Work culture – what makes it valuable in a workplace
Whether it is leadership skill discussions or organizational behavior talks, we have always been faced with numerous views on “work culture”. What is it? How does it affect the working of a company or team?
Culture can be best described as the character and personality of your organization. A culture comprises certain beliefs, values, interactions, traditions, behaviors, and attitudes which makes the firm unique in itself.
- To have a positive workplace/work culture, you must take the time to make a careful and accurate definition of your workplace as it can yield a very positive result and real impact on your bottom line.
- If you have the clarity of who you are and what you want as an organization, you can easily attract and retain the right employees. That means the team who know what you want to them from the start, can accomplish it, feel accomplished, be productive and will have a long-term association with you. That forms a crucial aspect of your leadership skill asset base.
- Several common cultural factors have a positive influence on the health and happiness of the employees as well as an organization. They include a healthy balance between life and work, a sense of control, positive and respectful relationships with superiors, peers, and clients, adequate training, a sense of fun, a sense of fairness, and access to assistance when needed.
- If you need or wish to change your work culture, which apparently, is not an easy option for success requires takes the interest, information, commitment, and consistency. But, if you take a close look at the firms who succeed and those who don’t, you will see that a good culture is a vital part of their achievements. People who constantly work to improve their leadership skills are careful to focus on this particular aspect.
A peek at the relevance of workplace culture
- A workplace culture is important because it either strengthens or undermines your business, the objectives it is trying to achieve, and it is essential mainly because it pulls talent. Before joining an organization, a potential job applicant would evaluate your organization and its climate. Thus, a robust, positive, established and well-described culture attracts the right person and talent.
- A positive work culture would surely encourage commitment and retention.
- To create a work environment that boosts employee engagement and retention, we must develop a positive work culture.
- It also brings happiness and satisfaction to the firm as well as the employees as it improves performance.
- Organizations with stronger work cultures beat their competitors in business and are known to be more successful.
Our thoughts on what affects culture in the workplace
Well, almost everything does!
A workplace gets developed because of a multitude of factors playing respective roles. Following factors will shed more light:
- A workplace culture is influenced a lot by how its leaders communicate and interact with employees, their vision for the future, how they make decisions, the extent to which they are trusted, and the beliefs and perceptions they reinforce.
- An organization with specific policies and philosophies of its own such as employment policies like attendance, dress code, code of conduct, and scheduling and philosophies such as hiring, compensation, pay for performance, and internal transfer and promotion also make up for an influential workplace culture.

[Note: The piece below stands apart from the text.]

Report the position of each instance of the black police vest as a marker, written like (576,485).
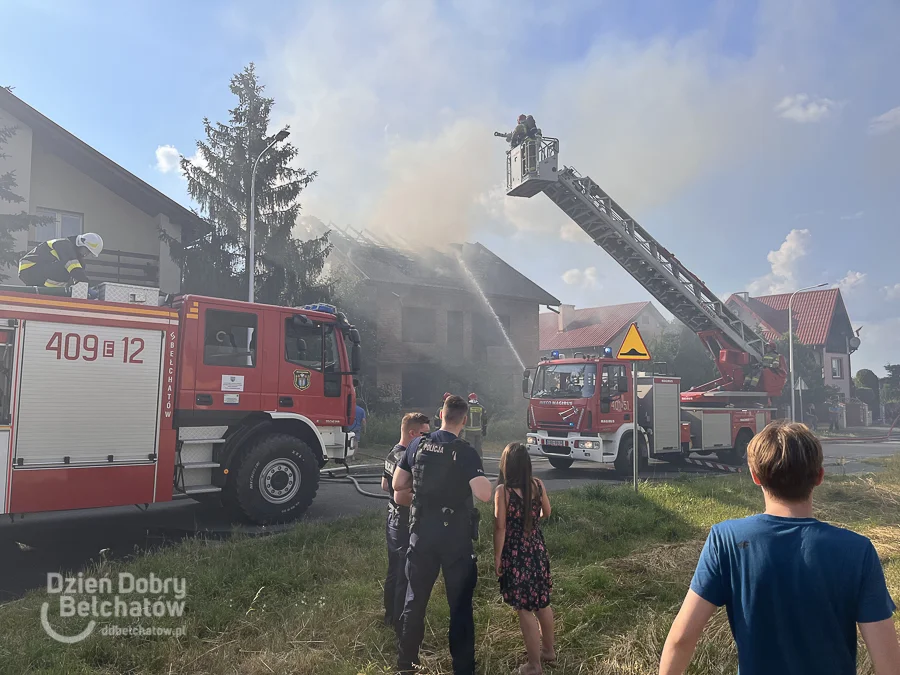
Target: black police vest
(438,483)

- Another important aspect would be how your firm is managed. Its system, procedure, structure, hierarchy, control, objective etc. A good manager and management empower its employees.
- Employees in an organization, their personalities, beliefs, values, diverse skills, experiences, and everyday behaviors, sort of interactions between employees whether collaborative or confrontational, supportive or non-supportive, social or task-oriented, etc. all form part of a work culture.
- Communications and the manner in which it happens in your workplace the quality, nature, and number of interaction between leaders and employees and managers; the extent of transparency in sharing information and making decisions also forms an integral part of a work culture.
- Interiors in an organization also include in the work culture. For example, the objects, artifacts, and other physical signs in your workplace; what people place on their desks, what the firm hangs on its walls, how it assigns space and offices, what those offices look like (color, furniture, etc.), and how the common areas are used.
Practices such as recruitment, selection, onboarding, payment, rewards and recognition, training and development, promotion, performance management, wellness, work/life balance etc., as well as workplace traditions are equally crucial to building a positive workplace culture.